Quanto costa realizzare la Sera e quanto prevedete di incassare dalla pubblicità che mi pare comunque già a un buon livello?

Il giornale costa circa un milione di euro l’anno, che vorremmo coprire metà con le vendite e metà con la pubblicità. Sì, c’è interesse degli inserzionisti, incuriositi da un giornale che esce in un orario diverso dagli altri e si affida anche agli strilloni per la vendita. Ma se il giornale si dovesse reggere più sulla pubblicità che sulle vendite lo considererei una sconfitta, perché quello che ci interessa è essere una presenza significativa nel panorama editoriale di Parma, essere una testata letta non solo dagli addetti ai lavori, ma che sa fare opinione tra la gente.

Parlavi dei soci finanziatori. Perché non volete dire chi sono? E’ uno o più imprenditori? Indipendenti o in rappresentanza di un’associazione economica?

Sono più imprenditori, indipendenti. Di solito ci sono due tipi di proprietà. C’è quella che vuole avere visibilità perché utilizza il peso del giornale come moneta di scambio. E c’è quella, come nel nostro caso, che ha voluto sostenere un’idea editoriale, ma desidera tutelarsi. Non ha interesse a candidarsi a nessuna carica e vuole restare tranquilla, senza essere tirata per la giacchetta a causa del giornale.

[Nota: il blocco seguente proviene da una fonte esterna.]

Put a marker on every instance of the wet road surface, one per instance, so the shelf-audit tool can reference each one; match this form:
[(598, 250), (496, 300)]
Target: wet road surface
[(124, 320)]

Dalla proprietà alla politica. Qual è la vostra area di riferimento? Qualche maligno parla di un legame con la Guarnieri, di cui eri stato anche l’addetto stampa durante le ultime amministrative.

Ci interessano tutti coloro che, indipendentemente dall’appartenenza politica, non si ritrovano nella visione di Parma che dà la maggior parte dei giornali. Certo ci interessano gli elettori del Pd, ma senza che questo diventi un abbraccio col partito che per noi sarebbe mortale. Ci interessa la Guarnieri, ma come ci interessano, ad esempio, Ubaldi e Gabriele Ferrari. E se Vignali volesse dire qualcosa, troverebbe pagine di disponibilità.

A proposito degli altri giornali. Perché non unire maggiormente le forze tra piccole testate? Ad esempio, con il Nuovo mi pare che ci siano punti in comune nella linea editoriale.

Mi interesserebbe molto avviare collaborazioni, bisogna capire su quali basi. Un primo ambito con il Nuovo potrebbe essere la raccolta pubblicitaria, per la quale noi possiamo mettere a disposizione la nostra struttura commerciale.

Per concludere: diventare gratuiti e uscire al mattino. Quale di queste ipotesi escludi per la Sera?

Sicuramente escludo la gratuità, perché sarebbe in contraddizione con il fatto che vogliamo costruire un giornale che fa opinione. Sull’uscita al mattino la riflessione è aperta, soprattutto se non dovesse funzionare la distribuzione con gli strilloni.